Pelosi had delayed sending the charges to the Senate in an unsuccessful effort to get McConnell to agree to allow new witness testimony that could be damaging to Trump.

Jan. 16

A Wednesday vote would lead the Senate to take up impeachment on Thursday. The Senate will likely take several days to get through formalities before the trial begins in earnest.

The Senate would initially receive notification from the House that managers have been appointed and then adopt a resolution telling the House when it is ready to receive the managers to present the charges, known formally as articles of impeachment.

The House managers would then physically bring the articles of impeachment into the well of the Senate and present them.
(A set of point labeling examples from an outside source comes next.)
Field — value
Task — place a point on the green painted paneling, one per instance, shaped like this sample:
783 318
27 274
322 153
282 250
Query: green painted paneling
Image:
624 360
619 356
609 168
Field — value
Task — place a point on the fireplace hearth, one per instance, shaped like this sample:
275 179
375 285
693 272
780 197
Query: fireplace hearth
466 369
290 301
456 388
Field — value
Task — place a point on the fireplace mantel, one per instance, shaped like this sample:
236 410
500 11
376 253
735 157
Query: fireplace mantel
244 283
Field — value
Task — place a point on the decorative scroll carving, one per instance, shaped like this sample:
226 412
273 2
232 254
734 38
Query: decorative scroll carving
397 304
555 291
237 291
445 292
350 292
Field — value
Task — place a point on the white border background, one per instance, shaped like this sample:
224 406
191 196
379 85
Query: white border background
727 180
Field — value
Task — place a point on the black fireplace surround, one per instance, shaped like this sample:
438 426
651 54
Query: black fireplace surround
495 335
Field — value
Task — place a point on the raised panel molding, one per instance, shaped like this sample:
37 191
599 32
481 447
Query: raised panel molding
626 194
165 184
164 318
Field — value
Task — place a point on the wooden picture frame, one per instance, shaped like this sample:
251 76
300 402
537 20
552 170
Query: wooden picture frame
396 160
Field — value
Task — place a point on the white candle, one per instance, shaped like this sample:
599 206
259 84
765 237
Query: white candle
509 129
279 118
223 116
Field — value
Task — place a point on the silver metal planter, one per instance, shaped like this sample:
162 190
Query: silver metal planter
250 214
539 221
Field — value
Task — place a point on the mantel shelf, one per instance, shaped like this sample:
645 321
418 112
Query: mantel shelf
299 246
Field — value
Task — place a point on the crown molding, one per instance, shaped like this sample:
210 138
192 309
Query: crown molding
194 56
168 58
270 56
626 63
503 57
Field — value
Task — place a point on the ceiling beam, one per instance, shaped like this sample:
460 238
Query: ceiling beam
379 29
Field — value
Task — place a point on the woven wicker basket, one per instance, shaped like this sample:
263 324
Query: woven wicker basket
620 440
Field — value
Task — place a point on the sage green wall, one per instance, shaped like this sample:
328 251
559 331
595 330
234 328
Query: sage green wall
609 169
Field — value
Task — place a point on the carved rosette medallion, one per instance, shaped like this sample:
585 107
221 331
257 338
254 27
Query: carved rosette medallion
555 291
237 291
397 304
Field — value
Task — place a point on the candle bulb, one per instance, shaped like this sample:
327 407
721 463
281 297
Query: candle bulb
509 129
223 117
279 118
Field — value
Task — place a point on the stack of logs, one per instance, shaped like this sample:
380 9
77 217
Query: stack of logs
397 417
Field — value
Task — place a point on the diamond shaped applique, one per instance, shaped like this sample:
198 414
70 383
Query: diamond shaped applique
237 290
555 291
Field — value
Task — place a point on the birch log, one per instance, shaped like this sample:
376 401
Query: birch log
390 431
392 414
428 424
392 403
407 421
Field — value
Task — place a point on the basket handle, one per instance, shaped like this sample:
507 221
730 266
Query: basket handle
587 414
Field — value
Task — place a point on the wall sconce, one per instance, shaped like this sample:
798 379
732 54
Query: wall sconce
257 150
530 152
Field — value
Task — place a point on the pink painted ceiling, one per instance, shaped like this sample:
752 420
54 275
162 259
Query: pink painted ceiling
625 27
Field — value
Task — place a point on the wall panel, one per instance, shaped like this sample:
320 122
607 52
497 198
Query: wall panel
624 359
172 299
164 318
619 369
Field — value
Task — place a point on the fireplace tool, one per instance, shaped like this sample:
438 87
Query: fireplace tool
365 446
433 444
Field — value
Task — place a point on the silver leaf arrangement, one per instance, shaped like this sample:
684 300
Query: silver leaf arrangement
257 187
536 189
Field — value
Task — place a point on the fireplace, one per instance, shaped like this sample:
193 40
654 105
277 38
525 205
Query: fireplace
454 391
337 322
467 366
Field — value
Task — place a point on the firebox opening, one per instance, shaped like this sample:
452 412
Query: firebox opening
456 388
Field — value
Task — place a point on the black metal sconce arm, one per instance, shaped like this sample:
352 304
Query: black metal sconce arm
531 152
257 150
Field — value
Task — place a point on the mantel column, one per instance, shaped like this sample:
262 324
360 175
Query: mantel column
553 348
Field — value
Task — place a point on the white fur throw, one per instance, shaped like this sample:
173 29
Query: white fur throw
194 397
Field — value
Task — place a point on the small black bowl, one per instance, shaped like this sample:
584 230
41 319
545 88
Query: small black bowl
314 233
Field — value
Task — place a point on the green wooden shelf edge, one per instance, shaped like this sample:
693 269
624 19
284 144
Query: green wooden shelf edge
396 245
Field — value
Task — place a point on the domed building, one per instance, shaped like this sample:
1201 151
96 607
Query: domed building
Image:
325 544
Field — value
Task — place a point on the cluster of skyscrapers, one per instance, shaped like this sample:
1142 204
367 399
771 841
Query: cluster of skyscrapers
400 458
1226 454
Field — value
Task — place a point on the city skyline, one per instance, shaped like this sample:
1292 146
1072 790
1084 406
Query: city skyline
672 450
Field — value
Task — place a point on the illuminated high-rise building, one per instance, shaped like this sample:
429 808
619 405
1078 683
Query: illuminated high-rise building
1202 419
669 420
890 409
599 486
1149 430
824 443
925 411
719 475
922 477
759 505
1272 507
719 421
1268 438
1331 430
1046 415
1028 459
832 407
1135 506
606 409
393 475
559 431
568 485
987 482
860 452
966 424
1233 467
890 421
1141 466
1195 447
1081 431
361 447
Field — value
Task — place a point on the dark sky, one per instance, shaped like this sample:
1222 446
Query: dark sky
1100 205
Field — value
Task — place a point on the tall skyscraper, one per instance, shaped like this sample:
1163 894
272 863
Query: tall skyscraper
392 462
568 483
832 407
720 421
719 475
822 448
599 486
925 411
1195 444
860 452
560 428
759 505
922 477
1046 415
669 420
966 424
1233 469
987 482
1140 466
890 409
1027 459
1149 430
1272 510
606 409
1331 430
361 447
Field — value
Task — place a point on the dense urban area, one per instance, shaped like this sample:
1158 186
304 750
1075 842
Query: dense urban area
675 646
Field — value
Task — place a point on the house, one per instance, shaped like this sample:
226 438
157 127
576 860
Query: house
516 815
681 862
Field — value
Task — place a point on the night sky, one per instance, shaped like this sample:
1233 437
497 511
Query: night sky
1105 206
The Senate would inform the House when it is ready for the trial and organise for the proceedings.

U.S. Chief Justice John Roberts would be sworn in to preside over the trial. Senators would be sworn in as jurors.

Week of Jan. 20

House managers would present their case against Trump, and the president’s legal team would respond, with senators sitting as jurors. McConnell has said the Senate will sit in session six days a week, taking only Sundays off.

Senators would then be given time to submit questions to each side.

Senators could also vote on whether to dismiss the charges against Trump.

McConnell has said that, once the charges are formally submitted to the Senate, he will back a resolution that would set initial rules for the trial but postpone a decision on whether to hear from witnesses.

McConnell has not yet published a draft of the resolution but he said it would be “very similar” to one adopted in January 1999 during the impeachment of Democratic former President Bill Clinton.

That resolution set deadlines for the prosecution and defence to submit “trial briefs” that laid out their cases in writing. The resolution also allocated 24 hours for representatives of each side to make oral arguments and set aside 16 hours for senators to ask them questions.

The Clinton resolution referenced by McConnell did not resolve whether witnesses would be called. A follow-up resolution allowing for three witnesses to testify in videotaped depositions passed later along a party-line vote.

Late January to early February

Democrats will push to hear from witnesses during the trial. If McConnell’s resolution on initial trial rules is adopted, as expected, senators would likely vote after the trial has started on whether to introduce witness testimony sought by the Democrats. Republicans could seek to call witnesses of their own as well.

The Senate now has 53 Republicans, 45 Democrats and two independents who usually vote with the Democrats. That means four Republicans would need to cross party lines and join Democrats in requesting witness testimony.

The trial could continue into February, when Iowa and New Hampshire hold the first nominating contests for the 2020 presidential election. That could pose logistical problems for the four senators seeking the Democratic nomination: Bernie Sanders, Elizabeth Warren, Amy Klobuchar and Michael Bennet.